On March 18, the OIG published a Review of whether North Mississippi Medical Center complied with Medicare requirements for polysomnography services. The audit reviewed lines of polysomnography services billed using CPT codes 95810 and 95811. The OIG found that North Mississippi did not meet requirements for 12 of the 100 beneficiaries reviewed and 13 of the 155 lines of services for those beneficiaries. The OIG found issues related to incorrect coding and to invalid technician/technologist credentialing or certification. It estimated that, on the basis of the sample, North Mississippi received overpayments of at least $67,038 during the audit period for these services.  

North Mississippi stated these errors occurred in part because of a misunderstanding of Medicare policy. The OIG said North Mississippi was also unable to adequately explain how to process Medicare claims for polysomnography and ensure services billed meet all Medicare requirements.

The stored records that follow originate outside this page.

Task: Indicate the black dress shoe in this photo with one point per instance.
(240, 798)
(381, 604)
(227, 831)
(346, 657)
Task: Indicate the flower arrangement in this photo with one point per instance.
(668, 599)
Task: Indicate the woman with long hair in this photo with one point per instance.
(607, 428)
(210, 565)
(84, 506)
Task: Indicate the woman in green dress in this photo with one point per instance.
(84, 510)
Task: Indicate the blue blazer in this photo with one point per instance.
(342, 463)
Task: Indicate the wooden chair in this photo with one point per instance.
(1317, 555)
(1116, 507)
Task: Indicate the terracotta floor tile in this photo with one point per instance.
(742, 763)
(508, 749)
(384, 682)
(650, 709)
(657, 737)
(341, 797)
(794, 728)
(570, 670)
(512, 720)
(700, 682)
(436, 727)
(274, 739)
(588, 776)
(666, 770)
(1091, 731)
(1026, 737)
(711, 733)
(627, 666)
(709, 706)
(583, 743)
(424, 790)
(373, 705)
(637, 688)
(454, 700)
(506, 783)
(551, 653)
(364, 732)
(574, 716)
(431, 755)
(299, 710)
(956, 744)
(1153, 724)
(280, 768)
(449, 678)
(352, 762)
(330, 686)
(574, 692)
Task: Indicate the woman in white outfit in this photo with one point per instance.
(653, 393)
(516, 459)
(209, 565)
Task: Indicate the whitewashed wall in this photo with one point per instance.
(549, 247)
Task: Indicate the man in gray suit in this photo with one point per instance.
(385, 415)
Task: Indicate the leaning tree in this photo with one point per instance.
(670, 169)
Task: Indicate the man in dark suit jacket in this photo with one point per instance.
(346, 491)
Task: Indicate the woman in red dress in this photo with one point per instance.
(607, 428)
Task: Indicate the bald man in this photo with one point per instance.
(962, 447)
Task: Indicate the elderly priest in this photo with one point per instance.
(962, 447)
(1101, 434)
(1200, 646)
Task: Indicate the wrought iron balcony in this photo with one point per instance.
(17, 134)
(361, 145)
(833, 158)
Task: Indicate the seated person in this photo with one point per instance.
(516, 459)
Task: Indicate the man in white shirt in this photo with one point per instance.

The OIG recommends North Mississippi refund Medicare the estimated $67,038 in overpayments, return any similar overpayments in accordance with the 60-day rule, educate staff on properly billing for these services, and revise policies and procedures to ensure that Medicare claims are coded correctly and sleep technicians have the required credentials before billing for polysomnography services.

 

Medicare Enrollment Manual Renumbering and Updates

On March 19, CMS published Medicare Program Integrity Transmittal 10611, which rescinds and replaces Transmittal 10355, dated September 18, 2020, to update a number of sections of Chapter 10 of the Program Integrity Manual. The original transmittal was published regarding the removal of manual instructions in Chapter 15and movement of the instructions to Chapter 10.